Venne rabbi Shimon e disse. C’è l’io, il tu e il loro perché la materia è’ definita e ben limitata. 

Ma ognuno deve cercare di scoprire il noi, quell’anima fatta di spirito che condividiamo. 

Allora le diverse opinioni diventeranno sfaccettature colorate di un diamante attraversato da un raggio di luce. 

L’infinito percepito dalle diverse materie intellettuali. E alla fine siamo un tutt’uno. 

Se solo una singola persona manca dal popolo ebraico, la presenza divina, la shechina’, non puo’ manifestarsi, disse rabbi Shimon.

 Gli studenti di rabbi Akiva lo capirono e smisero di morire. Se solo un pensiero diverso dal nostro sparisse, noi, noi stessi, non saremmo più quello che siamo. 

Gheula Canarutto Nemni 

Per l’ebraismo non è mai troppo tardi

Se ti svegliassi al mattino e scoprissi che ti è stata offerta una seconda chance?

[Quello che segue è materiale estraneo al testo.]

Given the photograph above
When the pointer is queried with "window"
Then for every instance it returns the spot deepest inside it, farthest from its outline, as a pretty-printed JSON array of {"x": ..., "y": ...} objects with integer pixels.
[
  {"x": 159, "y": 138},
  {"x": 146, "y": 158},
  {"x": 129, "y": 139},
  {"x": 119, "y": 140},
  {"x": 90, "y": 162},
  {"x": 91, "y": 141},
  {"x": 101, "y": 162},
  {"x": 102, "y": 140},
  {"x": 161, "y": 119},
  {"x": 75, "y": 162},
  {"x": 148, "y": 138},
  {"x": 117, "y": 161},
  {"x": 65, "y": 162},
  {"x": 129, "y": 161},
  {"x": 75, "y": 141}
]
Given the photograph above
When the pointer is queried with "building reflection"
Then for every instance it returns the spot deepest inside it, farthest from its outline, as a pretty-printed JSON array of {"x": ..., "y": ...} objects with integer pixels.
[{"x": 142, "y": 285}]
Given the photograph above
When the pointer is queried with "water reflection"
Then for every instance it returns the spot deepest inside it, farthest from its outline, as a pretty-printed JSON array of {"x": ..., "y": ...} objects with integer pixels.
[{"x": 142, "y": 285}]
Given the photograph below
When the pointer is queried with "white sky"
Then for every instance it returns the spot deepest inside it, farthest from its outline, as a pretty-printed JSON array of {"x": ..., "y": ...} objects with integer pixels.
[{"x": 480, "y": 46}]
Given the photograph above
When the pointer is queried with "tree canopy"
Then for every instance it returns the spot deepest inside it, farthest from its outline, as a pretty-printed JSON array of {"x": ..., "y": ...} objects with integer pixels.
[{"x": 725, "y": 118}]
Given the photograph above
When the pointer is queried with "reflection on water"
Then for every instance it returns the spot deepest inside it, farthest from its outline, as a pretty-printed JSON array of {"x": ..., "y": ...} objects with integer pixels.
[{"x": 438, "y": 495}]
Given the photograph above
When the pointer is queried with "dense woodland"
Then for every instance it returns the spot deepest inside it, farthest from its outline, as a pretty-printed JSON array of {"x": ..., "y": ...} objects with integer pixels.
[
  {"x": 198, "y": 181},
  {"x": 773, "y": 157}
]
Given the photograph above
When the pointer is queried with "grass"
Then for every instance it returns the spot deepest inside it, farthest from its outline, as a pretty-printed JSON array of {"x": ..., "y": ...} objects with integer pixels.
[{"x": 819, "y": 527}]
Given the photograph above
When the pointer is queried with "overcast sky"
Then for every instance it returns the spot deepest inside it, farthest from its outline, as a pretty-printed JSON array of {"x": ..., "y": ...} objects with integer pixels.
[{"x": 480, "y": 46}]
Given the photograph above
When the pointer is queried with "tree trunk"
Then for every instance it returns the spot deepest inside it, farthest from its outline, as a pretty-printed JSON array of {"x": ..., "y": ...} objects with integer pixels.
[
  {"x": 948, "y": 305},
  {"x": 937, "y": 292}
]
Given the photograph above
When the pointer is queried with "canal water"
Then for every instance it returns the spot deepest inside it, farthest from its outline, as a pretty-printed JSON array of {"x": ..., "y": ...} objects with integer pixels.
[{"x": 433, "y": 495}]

Se venissero a bussarti alla porta e ti dicessero ‘il biglietto vincente della lotteria che pensavi di avere perso, l’ho ritrovato e sono venuto a restituirtelo’? Se durante una giornata qualunque scoprissi che quell’amico con cui avevi litigato, ti ha appena scritto che ti ha perdonato? Se ti dicessero che, nonostante tu ti senta staccato da D-o e lontano da ciò che ha comandato, ogni momento è buono per riprovare a raggiungerLo? Non domandatemi la definizione della religione ebraica. Sarebbe impossibile da trovare. Se però mi chiedessero di inventarmi uno slogan da mettere sulla porta della mia casa, in modo che la gente capisca che dentro ci vivono degli ebrei, lo slogan sarebbe ‘qui vivono persone convinte che non sia mai troppo tardi’. Non è mai stato troppo tardi per uscire dai campi di concentramento e ritrovare una vita normale, per ricordare paludi velenose che una volta infestavano la nostra terra mentre si ammirano grattacieli moderni. Non è mai troppo tardi per assaggiare uno shabat che non si è mai fatto, per lasciare sul proprio braccio le tracce di lacci di cuoio al mattino prima di correre al lavoro, per regalare alla propria intimità coniugale un risvolto spirituale seguendo le regole della purità famigliare. Non è mai troppo tardi per ritrovare la strada di casa, per modificare la propria direzione di marcia, per riscoprire se stessi e la ragione per la quale siamo venuti al mondo. Non è mai tropo tardi, come non lo era per quelli che, impuri durante Pesach, potevano portare il sacrificio un mese dopo, a pesach sheni, il secondo pesach. Nulla è mai davvero perduto per un ebreo, c’è sempre un varco che rimane aperto. Se non ora quando, disse Hillel. Ogni momento è l’ora giusta per la seconda chance che abbiamo sempre sognato.